Dec 13, 2014 08:00AM ● By Lindsey Cook

Lorraine Chang is all about sticking it out—whether it’s winning over skeptical constituents at their doorstep, reorganizing inefficient corporate and government bureaucracy, or even just making it through the 90th minute of a hot yoga class.

Chang currently sits as Chairperson for the Learning Community Coordinating Council’s 3rd District. Entering her third election, Chang said she’s thought about stepping aside, “But given where we are right now, there’s still so much more I want to be a part of getting done,” she says. “It means too much. I really do love what I’m doing and find it very, very rewarding.”

While sitting in a Women’s Fund of Omaha Ready to Run meeting in 2007, a Westside Community Schools board member informed the group about upcoming elections for the newly formed Learning Community. “I found myself writing the pros and cons as she was talking,” Chang said. “It was this automatic reflex of interest.”

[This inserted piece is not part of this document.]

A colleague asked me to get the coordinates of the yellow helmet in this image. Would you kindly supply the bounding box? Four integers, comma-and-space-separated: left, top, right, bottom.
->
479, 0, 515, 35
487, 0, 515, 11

Developed during a contentious time in Omaha’s evolving education landscape, Chang said the Learning Community was met with intense skepticism she’s still trying to quell.

“When I would walk door to door, people would say, ‘I don’t want it to be taking over my school and telling my district what to do! They’re doing a great job, what’s the Learning Community going to do that’s going to be better? You’re going to take my tax dollars!’ They had all kinds of imaginative things they came up with, so I’d say, ‘We haven’t even started! This group hasn’t even met yet, so tell me what you want it to be because the possibilities are so great and we can make this something that’s really beneficial to the district.’”

Six years later, Chang says change has been slow, but still effective. The Learning Community has developed a more definitive purpose and mission and is taking aim at closing the learning and achievement gaps across socio-economic landscapes.

“We have contracts with Lutheran Family Services to provide family support workers who are in the schools and work with principals and teachers. If there is a child identified as absent a certain amount of days or who is struggling with some other sort of issue, or academics, those are a sign that there’s something going on. And if it’s something outside the school, like a family situation, like transport, or the family’s having the kid babysit, or whatever it may be, the social worker can help identify what the issues are and get the family the help they need,” Chang adds.

Chang said things are starting to click with the Learning Community. “I think we’re just beginning to realize the full potential of the Learning Community, and that’s the greatest benefit over time.”